# ABB Breaker



## Evan88 (Aug 25, 2010)

I was doing some trouble shooting on a chiller yesterday and ran into this problem. Breaker was tripping so i check the amperage. The amperage draw was different on each side on the breaker. What could cause this?


----------



## oldtimer (Jun 10, 2010)

Evan88 said:


> I was doing some trouble shooting on a chiller yesterday and ran into this problem. Breaker was tripping so i check the amperage. The amperage draw was different on each side on the breaker. What could cause this?

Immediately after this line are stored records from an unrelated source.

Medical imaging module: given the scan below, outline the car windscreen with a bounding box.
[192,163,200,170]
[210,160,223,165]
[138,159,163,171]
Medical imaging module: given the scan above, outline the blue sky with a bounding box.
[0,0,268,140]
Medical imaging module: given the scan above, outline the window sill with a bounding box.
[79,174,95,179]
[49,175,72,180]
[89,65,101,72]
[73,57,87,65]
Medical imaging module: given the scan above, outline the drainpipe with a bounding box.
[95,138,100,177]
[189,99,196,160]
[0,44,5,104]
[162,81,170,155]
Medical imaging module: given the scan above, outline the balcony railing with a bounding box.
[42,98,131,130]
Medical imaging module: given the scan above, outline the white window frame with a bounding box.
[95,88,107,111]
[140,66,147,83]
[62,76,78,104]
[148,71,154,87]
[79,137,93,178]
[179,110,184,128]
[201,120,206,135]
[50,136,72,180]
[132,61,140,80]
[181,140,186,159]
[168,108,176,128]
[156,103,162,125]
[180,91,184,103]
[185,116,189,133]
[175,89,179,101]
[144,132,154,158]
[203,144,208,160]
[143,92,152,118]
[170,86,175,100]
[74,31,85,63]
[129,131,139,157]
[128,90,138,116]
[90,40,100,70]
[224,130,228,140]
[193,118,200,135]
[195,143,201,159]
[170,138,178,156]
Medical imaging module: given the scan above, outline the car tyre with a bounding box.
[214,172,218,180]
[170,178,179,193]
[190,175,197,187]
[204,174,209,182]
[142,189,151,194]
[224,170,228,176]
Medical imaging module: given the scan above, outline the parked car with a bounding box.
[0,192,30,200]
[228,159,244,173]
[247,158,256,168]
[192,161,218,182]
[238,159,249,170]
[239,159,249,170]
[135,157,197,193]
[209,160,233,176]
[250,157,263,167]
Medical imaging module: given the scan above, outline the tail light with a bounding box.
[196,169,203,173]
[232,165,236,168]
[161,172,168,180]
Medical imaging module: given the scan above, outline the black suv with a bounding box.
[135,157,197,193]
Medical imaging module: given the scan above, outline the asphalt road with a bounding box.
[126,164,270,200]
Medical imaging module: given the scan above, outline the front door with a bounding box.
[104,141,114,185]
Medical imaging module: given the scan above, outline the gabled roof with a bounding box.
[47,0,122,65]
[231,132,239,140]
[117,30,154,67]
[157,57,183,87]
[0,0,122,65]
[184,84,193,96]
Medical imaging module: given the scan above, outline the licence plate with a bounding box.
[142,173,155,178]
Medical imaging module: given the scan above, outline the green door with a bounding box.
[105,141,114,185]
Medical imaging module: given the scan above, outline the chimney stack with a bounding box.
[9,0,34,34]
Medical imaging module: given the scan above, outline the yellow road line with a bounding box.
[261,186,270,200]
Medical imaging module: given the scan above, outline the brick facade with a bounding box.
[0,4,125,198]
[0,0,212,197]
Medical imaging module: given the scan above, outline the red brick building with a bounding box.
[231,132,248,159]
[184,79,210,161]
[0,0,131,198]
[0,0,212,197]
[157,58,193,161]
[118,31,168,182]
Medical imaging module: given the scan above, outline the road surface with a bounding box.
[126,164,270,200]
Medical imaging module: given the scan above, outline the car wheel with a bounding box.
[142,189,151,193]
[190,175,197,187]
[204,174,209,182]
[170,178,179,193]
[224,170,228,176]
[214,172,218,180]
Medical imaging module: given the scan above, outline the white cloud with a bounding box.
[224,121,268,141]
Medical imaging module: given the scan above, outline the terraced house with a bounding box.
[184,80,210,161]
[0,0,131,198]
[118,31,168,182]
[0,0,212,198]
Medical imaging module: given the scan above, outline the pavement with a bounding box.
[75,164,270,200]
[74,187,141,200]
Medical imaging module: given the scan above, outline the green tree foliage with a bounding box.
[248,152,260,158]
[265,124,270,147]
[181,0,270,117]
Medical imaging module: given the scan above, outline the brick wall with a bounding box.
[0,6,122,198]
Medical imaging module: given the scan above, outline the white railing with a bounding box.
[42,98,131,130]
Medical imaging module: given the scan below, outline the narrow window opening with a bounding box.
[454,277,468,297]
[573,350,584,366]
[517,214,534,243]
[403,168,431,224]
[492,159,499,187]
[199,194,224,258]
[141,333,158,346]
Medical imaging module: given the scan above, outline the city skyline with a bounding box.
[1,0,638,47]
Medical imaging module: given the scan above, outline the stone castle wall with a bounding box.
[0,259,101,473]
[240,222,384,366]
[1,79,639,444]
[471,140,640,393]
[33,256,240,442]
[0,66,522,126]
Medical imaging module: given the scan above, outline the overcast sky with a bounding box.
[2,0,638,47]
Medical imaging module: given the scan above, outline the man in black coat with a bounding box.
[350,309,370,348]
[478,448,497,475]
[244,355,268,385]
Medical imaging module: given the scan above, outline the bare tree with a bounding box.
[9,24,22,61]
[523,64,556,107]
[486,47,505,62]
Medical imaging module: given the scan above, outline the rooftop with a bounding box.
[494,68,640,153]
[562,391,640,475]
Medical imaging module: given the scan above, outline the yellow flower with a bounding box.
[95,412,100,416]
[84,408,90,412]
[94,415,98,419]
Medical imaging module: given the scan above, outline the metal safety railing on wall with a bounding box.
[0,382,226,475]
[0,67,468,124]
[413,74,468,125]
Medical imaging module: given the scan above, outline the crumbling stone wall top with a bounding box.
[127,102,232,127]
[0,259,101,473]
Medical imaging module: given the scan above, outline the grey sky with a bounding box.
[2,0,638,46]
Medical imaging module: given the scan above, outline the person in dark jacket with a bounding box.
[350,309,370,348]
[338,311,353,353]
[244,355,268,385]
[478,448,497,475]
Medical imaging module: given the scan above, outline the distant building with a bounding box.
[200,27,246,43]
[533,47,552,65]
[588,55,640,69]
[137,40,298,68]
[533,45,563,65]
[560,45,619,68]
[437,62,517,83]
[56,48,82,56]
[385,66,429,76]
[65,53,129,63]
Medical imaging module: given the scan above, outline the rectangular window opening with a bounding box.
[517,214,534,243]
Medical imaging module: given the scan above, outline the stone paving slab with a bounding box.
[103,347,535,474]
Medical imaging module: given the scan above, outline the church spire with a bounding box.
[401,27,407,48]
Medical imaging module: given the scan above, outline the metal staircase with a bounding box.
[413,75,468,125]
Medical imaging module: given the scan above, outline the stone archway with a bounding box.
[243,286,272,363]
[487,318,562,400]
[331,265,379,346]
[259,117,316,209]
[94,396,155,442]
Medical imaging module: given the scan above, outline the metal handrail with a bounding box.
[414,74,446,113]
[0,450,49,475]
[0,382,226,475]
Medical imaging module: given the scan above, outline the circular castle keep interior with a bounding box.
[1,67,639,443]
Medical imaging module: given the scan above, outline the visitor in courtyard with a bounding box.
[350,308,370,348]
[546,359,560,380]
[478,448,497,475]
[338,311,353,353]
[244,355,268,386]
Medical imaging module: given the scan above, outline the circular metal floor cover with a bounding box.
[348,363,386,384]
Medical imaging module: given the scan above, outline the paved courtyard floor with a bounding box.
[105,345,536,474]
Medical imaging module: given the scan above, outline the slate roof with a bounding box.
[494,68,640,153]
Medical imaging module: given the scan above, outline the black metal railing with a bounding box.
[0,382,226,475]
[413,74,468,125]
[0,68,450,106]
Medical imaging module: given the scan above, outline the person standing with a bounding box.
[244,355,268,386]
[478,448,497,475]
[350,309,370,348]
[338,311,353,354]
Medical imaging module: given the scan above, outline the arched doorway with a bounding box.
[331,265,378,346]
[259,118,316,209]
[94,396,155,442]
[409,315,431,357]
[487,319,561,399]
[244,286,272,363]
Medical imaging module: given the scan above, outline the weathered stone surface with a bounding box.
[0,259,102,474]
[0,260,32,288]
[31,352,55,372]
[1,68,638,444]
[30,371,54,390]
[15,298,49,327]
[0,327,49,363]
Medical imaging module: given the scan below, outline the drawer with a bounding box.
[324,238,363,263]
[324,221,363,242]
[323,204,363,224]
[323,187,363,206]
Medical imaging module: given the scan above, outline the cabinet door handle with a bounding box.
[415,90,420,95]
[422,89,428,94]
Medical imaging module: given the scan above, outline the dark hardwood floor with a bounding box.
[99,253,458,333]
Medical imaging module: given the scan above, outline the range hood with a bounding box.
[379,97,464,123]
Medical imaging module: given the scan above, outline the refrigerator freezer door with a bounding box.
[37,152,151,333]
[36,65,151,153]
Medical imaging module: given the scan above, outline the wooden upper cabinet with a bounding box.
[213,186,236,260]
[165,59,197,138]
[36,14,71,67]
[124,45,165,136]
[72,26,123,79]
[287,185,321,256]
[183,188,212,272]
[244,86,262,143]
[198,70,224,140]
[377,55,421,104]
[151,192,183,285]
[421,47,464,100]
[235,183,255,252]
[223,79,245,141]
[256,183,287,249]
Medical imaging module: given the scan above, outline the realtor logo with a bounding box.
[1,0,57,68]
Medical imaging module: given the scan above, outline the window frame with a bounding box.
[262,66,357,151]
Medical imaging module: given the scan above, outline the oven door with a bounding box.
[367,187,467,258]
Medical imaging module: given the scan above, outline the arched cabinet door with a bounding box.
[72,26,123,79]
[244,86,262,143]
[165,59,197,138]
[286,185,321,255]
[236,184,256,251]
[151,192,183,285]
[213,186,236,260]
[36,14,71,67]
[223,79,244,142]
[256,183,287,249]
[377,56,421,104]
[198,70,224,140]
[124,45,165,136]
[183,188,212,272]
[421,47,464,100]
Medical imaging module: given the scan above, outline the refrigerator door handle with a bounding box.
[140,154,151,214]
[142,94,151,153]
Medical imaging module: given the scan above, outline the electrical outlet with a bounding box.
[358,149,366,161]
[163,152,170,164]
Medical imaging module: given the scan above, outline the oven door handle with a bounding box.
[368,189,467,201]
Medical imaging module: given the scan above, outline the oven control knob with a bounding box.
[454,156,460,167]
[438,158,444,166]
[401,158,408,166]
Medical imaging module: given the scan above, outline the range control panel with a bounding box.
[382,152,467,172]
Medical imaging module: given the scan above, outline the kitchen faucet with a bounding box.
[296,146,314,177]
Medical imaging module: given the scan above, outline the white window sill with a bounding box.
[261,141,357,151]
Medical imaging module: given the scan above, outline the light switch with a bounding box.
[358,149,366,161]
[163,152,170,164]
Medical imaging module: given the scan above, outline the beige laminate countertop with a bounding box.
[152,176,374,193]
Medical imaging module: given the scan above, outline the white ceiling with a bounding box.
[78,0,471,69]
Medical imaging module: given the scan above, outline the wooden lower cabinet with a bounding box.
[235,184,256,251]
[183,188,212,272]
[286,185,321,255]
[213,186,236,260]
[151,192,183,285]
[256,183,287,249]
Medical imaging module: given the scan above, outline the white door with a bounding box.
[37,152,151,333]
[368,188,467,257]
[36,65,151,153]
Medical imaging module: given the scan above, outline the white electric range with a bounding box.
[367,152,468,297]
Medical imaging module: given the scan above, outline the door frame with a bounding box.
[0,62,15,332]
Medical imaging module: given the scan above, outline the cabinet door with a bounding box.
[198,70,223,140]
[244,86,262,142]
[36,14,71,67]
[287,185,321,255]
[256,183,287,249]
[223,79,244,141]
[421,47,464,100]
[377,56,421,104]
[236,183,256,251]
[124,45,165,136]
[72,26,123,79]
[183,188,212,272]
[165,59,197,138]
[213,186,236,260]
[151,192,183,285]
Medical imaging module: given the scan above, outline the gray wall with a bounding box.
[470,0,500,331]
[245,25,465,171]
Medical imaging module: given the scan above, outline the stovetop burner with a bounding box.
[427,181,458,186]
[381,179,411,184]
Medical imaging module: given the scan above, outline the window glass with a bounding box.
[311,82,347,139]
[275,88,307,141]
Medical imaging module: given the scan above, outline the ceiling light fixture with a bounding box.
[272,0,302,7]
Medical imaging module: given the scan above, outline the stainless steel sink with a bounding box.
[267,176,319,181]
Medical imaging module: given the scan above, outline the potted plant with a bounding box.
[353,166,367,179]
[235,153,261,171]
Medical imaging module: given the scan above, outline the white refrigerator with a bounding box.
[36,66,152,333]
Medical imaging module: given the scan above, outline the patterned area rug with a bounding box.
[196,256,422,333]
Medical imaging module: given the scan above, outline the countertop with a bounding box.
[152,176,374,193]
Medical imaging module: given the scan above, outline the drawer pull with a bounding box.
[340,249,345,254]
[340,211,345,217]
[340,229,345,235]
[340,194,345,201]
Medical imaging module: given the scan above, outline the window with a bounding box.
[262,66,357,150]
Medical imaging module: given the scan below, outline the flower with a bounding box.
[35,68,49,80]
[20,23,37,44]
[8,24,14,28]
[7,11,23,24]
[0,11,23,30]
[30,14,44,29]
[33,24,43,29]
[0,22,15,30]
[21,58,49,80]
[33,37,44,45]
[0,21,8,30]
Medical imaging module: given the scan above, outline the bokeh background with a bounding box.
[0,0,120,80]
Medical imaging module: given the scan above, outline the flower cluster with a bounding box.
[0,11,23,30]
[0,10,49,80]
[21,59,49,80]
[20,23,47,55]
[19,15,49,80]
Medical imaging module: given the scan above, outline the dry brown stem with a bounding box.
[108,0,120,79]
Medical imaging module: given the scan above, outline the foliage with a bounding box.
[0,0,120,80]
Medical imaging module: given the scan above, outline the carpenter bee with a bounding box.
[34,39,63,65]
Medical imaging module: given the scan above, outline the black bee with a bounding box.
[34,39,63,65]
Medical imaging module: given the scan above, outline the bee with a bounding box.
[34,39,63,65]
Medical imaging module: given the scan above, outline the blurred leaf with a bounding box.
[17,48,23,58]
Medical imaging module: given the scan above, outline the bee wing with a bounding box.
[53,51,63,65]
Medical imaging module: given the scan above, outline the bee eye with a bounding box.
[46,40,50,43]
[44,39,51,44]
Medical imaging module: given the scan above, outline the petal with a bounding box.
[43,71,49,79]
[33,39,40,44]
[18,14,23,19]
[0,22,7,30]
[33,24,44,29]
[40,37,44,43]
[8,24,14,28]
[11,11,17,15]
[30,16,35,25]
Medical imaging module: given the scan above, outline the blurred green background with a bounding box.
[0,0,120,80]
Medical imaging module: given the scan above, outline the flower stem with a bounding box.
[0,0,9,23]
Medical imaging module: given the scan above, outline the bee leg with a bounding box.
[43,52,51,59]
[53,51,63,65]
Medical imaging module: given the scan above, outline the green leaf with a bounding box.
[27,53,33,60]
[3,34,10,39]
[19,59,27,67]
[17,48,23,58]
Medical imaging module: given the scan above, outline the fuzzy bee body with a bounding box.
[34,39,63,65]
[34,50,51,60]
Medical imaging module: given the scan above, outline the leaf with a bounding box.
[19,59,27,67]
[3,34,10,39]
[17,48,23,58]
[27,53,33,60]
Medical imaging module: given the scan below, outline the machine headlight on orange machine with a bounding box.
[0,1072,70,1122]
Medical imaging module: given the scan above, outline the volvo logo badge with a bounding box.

 What is the breaker feeding?


----------



## JRaef (Mar 23, 2009)

Evan88 said:


> I was doing some trouble shooting on a chiller yesterday and ran into this problem. Breaker was tripping so i check the amperage. The amperage draw was different on each side on the breaker. What could cause this?


You mean that you clamped on at the line side and the load side _at the same time_ and got different readings? Because if you clamped on the line, then clamped on the load, the current draw may have changed in that few seconds.

If it really is different, how different? Everyplace where there is a connection represents some small amount of resistance. So the line lugs, the internal component connections, the contacts themselves, the thermal current sensors , the magnetic current sensors and the load lugs of your breaker will all have a small amount of voltage drop across them, so the current will be ever so slightly different from one side to the other. But if you have 2 or 3 A differential, then you probably have a problem with the contacts in the breaker. A thermal scan would show that as well.


----------



## albert (Mar 17, 2011)

You could measure for voltage diffrential across the breaker. Line to load should be zero. Any voltage means the breaker has resistance. Amps in would equal amps out unless a seperate return path is present. Any load in serries has the same current. The bad breaker being in serries with the load. Only parallel circuits have different amperages. 


Regards,

Albert


----------